Dean Horrix

Personal information
- Full name: Dean Victor Horrix
- Date of birth: 21 November 1961
- Place of birth: Burnham, Buckinghamshire, England
- Date of death: 11 March 1990 (aged 28)
- Height: 5 ft 10 in (1.78 m)
- Position: Forward

Senior career*
- Years: Team / Apps / (Gls)
- 1980–1983: Millwall / 72 / (19)
- 1983: Gillingham / 14 / (0)
- 1983–1988: Reading / 158 / (35)
- 1987: → Cardiff City (loan) / 9 / (3)
- 1988–1990: Millwall / 11 / (1)
- 1990: Bristol City / 3 / (0)

= Dean Horrix =

English footballer

Dean Victor Horrix (21 November 1961 – 11 March 1990) was an English footballer.
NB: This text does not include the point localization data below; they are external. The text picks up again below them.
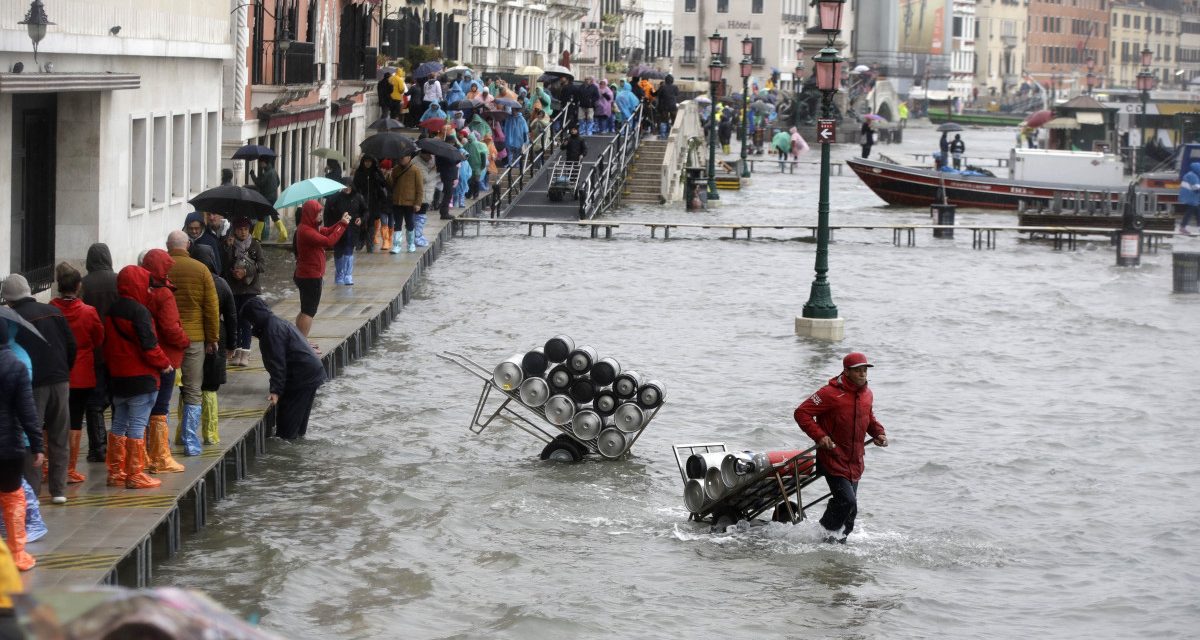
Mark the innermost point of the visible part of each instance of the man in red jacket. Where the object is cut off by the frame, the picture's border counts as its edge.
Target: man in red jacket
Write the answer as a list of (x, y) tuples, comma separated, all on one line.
[(839, 417), (312, 240)]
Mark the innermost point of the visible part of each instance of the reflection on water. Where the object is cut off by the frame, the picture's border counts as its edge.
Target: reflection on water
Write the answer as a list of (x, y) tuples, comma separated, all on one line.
[(1038, 479)]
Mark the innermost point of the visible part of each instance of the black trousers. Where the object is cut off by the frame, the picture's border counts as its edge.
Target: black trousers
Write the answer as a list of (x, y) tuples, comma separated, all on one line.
[(292, 412)]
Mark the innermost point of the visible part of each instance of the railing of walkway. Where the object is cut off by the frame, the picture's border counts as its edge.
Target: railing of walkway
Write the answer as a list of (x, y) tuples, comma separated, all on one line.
[(510, 184), (603, 185)]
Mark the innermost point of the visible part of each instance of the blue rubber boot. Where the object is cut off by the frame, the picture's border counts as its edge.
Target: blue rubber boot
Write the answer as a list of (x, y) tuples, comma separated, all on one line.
[(191, 429)]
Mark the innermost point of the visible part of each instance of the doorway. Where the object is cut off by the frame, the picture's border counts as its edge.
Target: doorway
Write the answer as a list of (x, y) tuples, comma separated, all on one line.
[(34, 168)]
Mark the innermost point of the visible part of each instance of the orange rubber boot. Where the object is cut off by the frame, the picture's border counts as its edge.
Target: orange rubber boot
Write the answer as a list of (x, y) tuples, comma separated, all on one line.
[(114, 458), (75, 477), (13, 506), (135, 465)]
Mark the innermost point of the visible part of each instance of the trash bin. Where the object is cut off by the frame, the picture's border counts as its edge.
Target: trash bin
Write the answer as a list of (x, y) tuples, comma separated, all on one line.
[(942, 214), (695, 190), (1187, 271)]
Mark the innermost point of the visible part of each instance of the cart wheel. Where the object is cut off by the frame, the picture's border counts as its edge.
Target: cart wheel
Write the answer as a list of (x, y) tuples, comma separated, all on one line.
[(562, 449)]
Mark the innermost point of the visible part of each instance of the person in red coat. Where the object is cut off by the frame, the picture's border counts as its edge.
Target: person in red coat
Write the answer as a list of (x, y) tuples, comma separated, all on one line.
[(89, 333), (173, 340), (838, 418), (312, 240)]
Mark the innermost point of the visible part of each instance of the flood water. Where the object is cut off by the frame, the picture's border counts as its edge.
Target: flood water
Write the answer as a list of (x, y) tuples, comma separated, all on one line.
[(1041, 480)]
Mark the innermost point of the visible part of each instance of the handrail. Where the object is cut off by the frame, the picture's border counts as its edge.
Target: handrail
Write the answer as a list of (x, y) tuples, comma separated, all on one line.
[(603, 184)]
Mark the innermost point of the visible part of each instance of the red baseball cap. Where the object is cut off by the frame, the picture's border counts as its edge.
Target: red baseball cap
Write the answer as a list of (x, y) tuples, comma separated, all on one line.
[(855, 359)]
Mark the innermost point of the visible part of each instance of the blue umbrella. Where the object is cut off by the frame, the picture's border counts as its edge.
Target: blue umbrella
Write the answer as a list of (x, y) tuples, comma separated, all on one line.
[(307, 190)]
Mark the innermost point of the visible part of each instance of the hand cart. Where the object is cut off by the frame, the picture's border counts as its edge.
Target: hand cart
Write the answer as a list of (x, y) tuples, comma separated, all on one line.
[(562, 444), (759, 491), (564, 180)]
He joined Millwall as a striker and made 65 league appearances plus 7 as substitute, scoring 19 goals, in the Football League Third Division. He was sold to Gillingham in 1983 and joined Reading later the same year. He formed a successful striking partnership with Trevor Senior and was very popular with the fans, helping the Royals win promotion to the Third Division in 1984 and the Second Division in 1986. He was also part of the team that won the Full Members' Cup in 1988, but were relegated from the Second Division in the same season. He then rejoined Millwall, who had just reached the Football League First Division, but was unable to break up the partnership of Tony Cascarino and Teddy Sheringham, and played just 11 league games in 18 months.

Horrix was sold to Bristol City in March 1990, but died the following week in a car crash while returning to his home in the Tadley area. His wife Carol, who was driving the car, survived. Horrix had played just three games for the club, who were on the verge of promotion to the Second Division.